Home > Storage > PowerMax and VMAX > Storage Admin > Dell PowerMax 2500 and 8500: Data Reduction > CKD compression
As with open systems data, compression of mainframe (CKD) data occurs on the de-stage of writes from cache to the back-end storage. Compression reduces incoming write workloads to the smallest possible size to consume the least amount of capacity possible. Data is compressed when it is passed through data reduction hardware built into the system that uses the GZIP compression algorithm. In a single pass through the data reduction hardware, the data is divided into four sections. These four sections are compressed in parallel to maximize the efficiency of the hardware. The sum of the four sections is the final reduced size of the data that is stored on disk. This result provides granular access for reduced data when there is a partial read or write request. Only the sections that contain the requested data are processed because each section can be handled independently.
The act of compressing data does not generally result in performance loss; however, there can be a negligible performance effect when data needs to be decompressed. Decompression occurs when there are read or write update requests to data stored on the back end in compressed form. A large majority of mainframe workloads exhibit a high read hit percentage, so back-end disk access is dramatically reduced, which further reduces the impact of decompression on the overall workload. For mainframe workloads, decompression overhead is not a significant factor in overall IOPS performance. In addition, activity-based reduction (described in the section Activity-based reduction) avoids any decompression performance impact for backend data that is most frequently accessed.

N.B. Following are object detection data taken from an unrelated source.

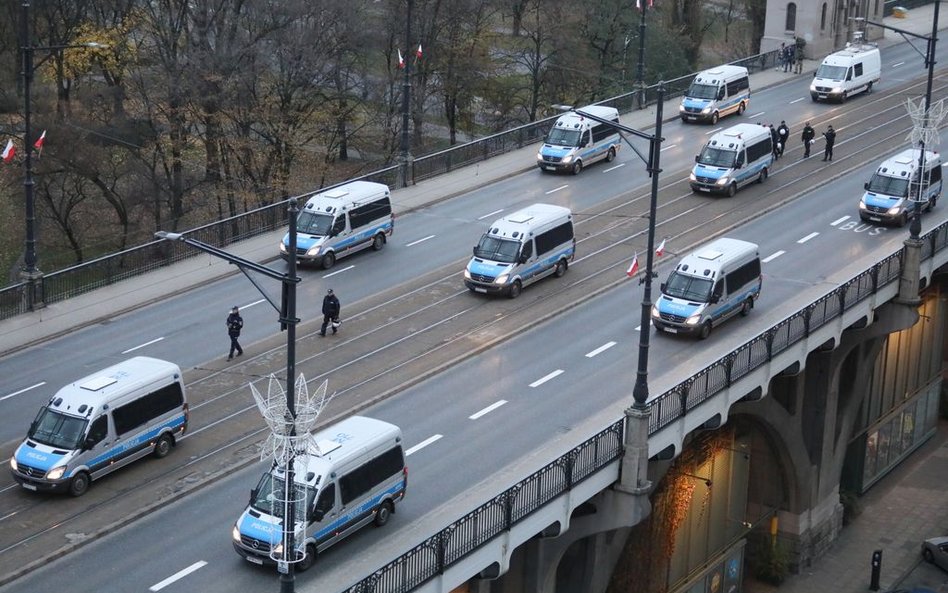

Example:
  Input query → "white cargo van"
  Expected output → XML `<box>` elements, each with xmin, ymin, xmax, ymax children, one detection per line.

<box><xmin>652</xmin><ymin>237</ymin><xmax>762</xmax><ymax>339</ymax></box>
<box><xmin>280</xmin><ymin>181</ymin><xmax>395</xmax><ymax>269</ymax></box>
<box><xmin>232</xmin><ymin>416</ymin><xmax>408</xmax><ymax>571</ymax></box>
<box><xmin>678</xmin><ymin>65</ymin><xmax>750</xmax><ymax>125</ymax></box>
<box><xmin>689</xmin><ymin>124</ymin><xmax>774</xmax><ymax>196</ymax></box>
<box><xmin>810</xmin><ymin>41</ymin><xmax>882</xmax><ymax>103</ymax></box>
<box><xmin>10</xmin><ymin>356</ymin><xmax>188</xmax><ymax>496</ymax></box>
<box><xmin>537</xmin><ymin>105</ymin><xmax>621</xmax><ymax>175</ymax></box>
<box><xmin>859</xmin><ymin>148</ymin><xmax>942</xmax><ymax>226</ymax></box>
<box><xmin>464</xmin><ymin>204</ymin><xmax>576</xmax><ymax>299</ymax></box>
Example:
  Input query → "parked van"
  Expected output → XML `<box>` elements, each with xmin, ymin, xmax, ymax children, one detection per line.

<box><xmin>232</xmin><ymin>416</ymin><xmax>408</xmax><ymax>571</ymax></box>
<box><xmin>859</xmin><ymin>148</ymin><xmax>942</xmax><ymax>226</ymax></box>
<box><xmin>537</xmin><ymin>105</ymin><xmax>621</xmax><ymax>175</ymax></box>
<box><xmin>689</xmin><ymin>124</ymin><xmax>774</xmax><ymax>196</ymax></box>
<box><xmin>464</xmin><ymin>204</ymin><xmax>576</xmax><ymax>299</ymax></box>
<box><xmin>678</xmin><ymin>65</ymin><xmax>750</xmax><ymax>125</ymax></box>
<box><xmin>652</xmin><ymin>237</ymin><xmax>762</xmax><ymax>340</ymax></box>
<box><xmin>280</xmin><ymin>181</ymin><xmax>395</xmax><ymax>270</ymax></box>
<box><xmin>10</xmin><ymin>356</ymin><xmax>188</xmax><ymax>496</ymax></box>
<box><xmin>810</xmin><ymin>40</ymin><xmax>882</xmax><ymax>103</ymax></box>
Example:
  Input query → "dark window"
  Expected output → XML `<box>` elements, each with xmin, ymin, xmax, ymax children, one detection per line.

<box><xmin>339</xmin><ymin>446</ymin><xmax>405</xmax><ymax>505</ymax></box>
<box><xmin>112</xmin><ymin>382</ymin><xmax>184</xmax><ymax>435</ymax></box>
<box><xmin>536</xmin><ymin>220</ymin><xmax>573</xmax><ymax>255</ymax></box>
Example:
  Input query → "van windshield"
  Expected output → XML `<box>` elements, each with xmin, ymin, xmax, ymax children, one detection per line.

<box><xmin>296</xmin><ymin>210</ymin><xmax>332</xmax><ymax>235</ymax></box>
<box><xmin>698</xmin><ymin>146</ymin><xmax>737</xmax><ymax>169</ymax></box>
<box><xmin>662</xmin><ymin>272</ymin><xmax>714</xmax><ymax>303</ymax></box>
<box><xmin>866</xmin><ymin>174</ymin><xmax>908</xmax><ymax>198</ymax></box>
<box><xmin>27</xmin><ymin>407</ymin><xmax>89</xmax><ymax>450</ymax></box>
<box><xmin>474</xmin><ymin>235</ymin><xmax>520</xmax><ymax>264</ymax></box>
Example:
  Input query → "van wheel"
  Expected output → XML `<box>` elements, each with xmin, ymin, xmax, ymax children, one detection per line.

<box><xmin>320</xmin><ymin>251</ymin><xmax>336</xmax><ymax>270</ymax></box>
<box><xmin>372</xmin><ymin>233</ymin><xmax>385</xmax><ymax>251</ymax></box>
<box><xmin>375</xmin><ymin>500</ymin><xmax>394</xmax><ymax>527</ymax></box>
<box><xmin>154</xmin><ymin>434</ymin><xmax>174</xmax><ymax>459</ymax></box>
<box><xmin>69</xmin><ymin>472</ymin><xmax>89</xmax><ymax>498</ymax></box>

Activity Based Reduction offsets the negligible performance cost incurred by decompressing data that is accessed frequently. This function allows up to 20% of the busiest data to be stored on the system uncompressed. This result benefits the system as it eliminates the performance impact that results from constantly decompressing frequently accessed data. To determine the busy level of data, the system uses ML algorithms that process statistics collected from incoming I/O to the front-end devices. This action maintains balance between the system resources providing an optimal environment for both data reduction savings and performance.
Data placement is performed using a data placement process called compaction. Compaction intuitively places reduced or unreduced data on disk in the best possible location available. The operation of storing data on disk uses write objects. Each object is 6 MB of contiguous back-end data device capacity across the drives configured in the system. Write objects are aligned on 1 K boundaries and are consumed sequentially in single use. Write objects spread across full stripes for all RAID types supported to optimize writes. Each object supports reduced or un-reduced data. An unreduced write object consists of 108 CKD tracks. A reduced write object consists of 1000 reduced tracks. Reduced entries for write objects range from 1 KB to 52 KB.